As Ernesto Calabuig has suggested in El Cultural, an evident risk of such a narrative is the slippery slope towards a sugar-coated, sentimentalized portrayal of a loved one. Yet Abad Faciolince treads this precipice without ever tumbling. His language is devoid of poetic flare; its plain simplicity attempts to recover these long-hold memories in as specific a manner as possible. The unmitigated love for his father is conveyed through anecdotes rather than concatenations of adjectives. Most importantly, the author vividly portrays his dad through the lens of a young boy, rather than a nostalgic superimposition into the past. This first part is perceived through the eyes of young Héctor as convincingly as To Kill a Mockingbird is presented from the point of view of Scout. However, the real narrative talent is evident when Abad Faciolince combines this perspectival narrative viewpoint with meta-fictional reflections from the older author in a seamless, rather than a truncated, manner.

The second part contains two tragedies which mark the family: first, the death of one of his sisters (sixteen year-old Marta) to cancer, and second, the murder of his father. The poignant description of Marta’s slow deterioration constitutes one of the most moving pieces of narrative I have encountered in recent years: “The past and present of my family were split with Marta’s devastating death, and the future would never be the same again for any of us.” Though not explicitly stated in the book, these deaths might not be unconnected, since Héctor Abad Sr. declares that if one is going to die, better to do it for his own beliefs: “If they kill me for what I do, would it not be a beautiful death?”

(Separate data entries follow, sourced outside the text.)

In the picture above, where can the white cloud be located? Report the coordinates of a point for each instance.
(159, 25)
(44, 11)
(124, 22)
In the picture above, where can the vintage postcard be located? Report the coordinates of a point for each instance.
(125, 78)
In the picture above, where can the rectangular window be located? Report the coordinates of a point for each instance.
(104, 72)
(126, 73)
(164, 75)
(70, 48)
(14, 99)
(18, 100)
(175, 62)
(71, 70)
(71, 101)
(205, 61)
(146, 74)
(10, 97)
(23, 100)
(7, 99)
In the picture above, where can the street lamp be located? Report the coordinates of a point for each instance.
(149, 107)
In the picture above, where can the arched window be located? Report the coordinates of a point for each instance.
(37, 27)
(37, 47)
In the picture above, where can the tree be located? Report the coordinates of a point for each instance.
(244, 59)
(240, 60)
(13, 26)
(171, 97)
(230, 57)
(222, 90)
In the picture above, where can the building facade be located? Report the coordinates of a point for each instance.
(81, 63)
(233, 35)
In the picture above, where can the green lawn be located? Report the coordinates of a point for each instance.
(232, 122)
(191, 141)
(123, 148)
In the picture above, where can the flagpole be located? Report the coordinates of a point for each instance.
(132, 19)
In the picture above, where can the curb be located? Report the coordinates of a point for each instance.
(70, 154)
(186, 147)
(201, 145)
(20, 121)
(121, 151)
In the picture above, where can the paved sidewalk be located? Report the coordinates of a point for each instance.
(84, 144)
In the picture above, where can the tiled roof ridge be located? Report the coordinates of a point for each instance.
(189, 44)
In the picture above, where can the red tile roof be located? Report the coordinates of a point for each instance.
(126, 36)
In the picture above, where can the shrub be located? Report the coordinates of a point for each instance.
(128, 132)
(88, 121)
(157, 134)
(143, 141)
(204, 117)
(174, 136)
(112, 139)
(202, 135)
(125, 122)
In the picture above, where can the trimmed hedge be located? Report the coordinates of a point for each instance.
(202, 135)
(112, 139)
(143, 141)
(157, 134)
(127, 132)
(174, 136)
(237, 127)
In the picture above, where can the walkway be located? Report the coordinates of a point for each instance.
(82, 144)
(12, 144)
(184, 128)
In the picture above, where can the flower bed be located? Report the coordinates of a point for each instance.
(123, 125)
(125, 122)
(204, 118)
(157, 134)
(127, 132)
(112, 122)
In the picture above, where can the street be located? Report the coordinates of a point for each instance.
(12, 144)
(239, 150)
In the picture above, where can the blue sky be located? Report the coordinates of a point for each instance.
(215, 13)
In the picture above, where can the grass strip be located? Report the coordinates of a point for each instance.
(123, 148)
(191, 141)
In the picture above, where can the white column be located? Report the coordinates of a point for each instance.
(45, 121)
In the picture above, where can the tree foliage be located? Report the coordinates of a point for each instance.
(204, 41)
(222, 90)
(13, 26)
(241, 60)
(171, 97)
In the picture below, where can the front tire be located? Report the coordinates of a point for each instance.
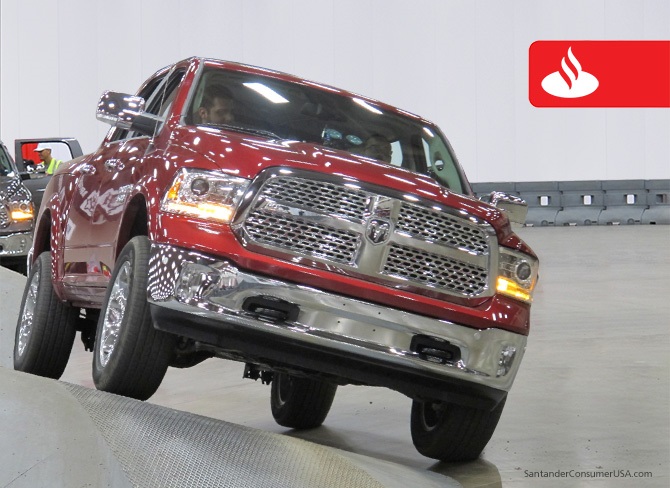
(300, 403)
(130, 356)
(451, 432)
(46, 326)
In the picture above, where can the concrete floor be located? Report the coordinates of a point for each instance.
(590, 406)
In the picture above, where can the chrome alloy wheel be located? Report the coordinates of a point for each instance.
(26, 326)
(114, 314)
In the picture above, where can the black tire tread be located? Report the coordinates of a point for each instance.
(54, 328)
(308, 404)
(462, 434)
(142, 355)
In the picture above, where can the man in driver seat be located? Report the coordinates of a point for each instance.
(216, 106)
(377, 147)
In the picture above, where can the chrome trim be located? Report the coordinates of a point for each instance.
(451, 236)
(16, 244)
(218, 290)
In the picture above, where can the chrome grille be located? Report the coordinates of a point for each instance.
(303, 237)
(330, 224)
(435, 271)
(441, 228)
(322, 197)
(4, 216)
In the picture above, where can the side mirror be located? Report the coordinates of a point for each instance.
(126, 112)
(515, 208)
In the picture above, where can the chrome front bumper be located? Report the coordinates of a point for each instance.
(198, 289)
(16, 244)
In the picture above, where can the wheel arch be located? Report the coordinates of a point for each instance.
(135, 222)
(42, 236)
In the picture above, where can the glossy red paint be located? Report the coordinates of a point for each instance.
(89, 198)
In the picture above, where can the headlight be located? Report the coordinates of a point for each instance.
(517, 275)
(205, 194)
(21, 211)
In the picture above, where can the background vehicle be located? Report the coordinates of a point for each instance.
(22, 185)
(271, 238)
(16, 215)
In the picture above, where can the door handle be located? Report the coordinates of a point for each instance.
(112, 165)
(87, 169)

Forced to retire in 1982 after turning 60 years old, Héctor Abad Sr divided his spare time between gardening and participating in the media in defense of the government’s victims. This increasing visibility as a vocal critic of the regime that denounced the numerous cases of desaparecidos transformed him into a target. A leaked list to a radio station on 24th August 1987 announced that Héctor Abad was going to be murdered. His response was that he felt proud to share a list with other many notables figures he admired. The next day he was killed. In his pocket a hand copied version of a poem by Jorge Luis Borges was found, whose opening verse gives this novel its title.

In his laudatory review of the book, Vargas Llosa describes it as his most enthralling experience as a reader of the past few years. It is unsurprising that these two prominent Latin American novelists concur given the thematic similarities in their thinking. In his non-fiction articles in El País, as well as some of his novels such as Historia de Mayta or Conversación en la Catedral, the Peruvian Nobel laureate often produces scathing criticisms towards fundamentalist points of views, both on the left and right of the political spectrum. Abad Faciolince’s description of his father could easily be applied to Vargas Llosa himself: “He saw all kinds of fundamentalism as pernicious, not just that of believers, but also that of non-believers.”

Verdict: The intimate confessional nature of this memoir, in combination with its gripping style and the vividness of its detail transform this novelized biography into a contemporary Latin American classic.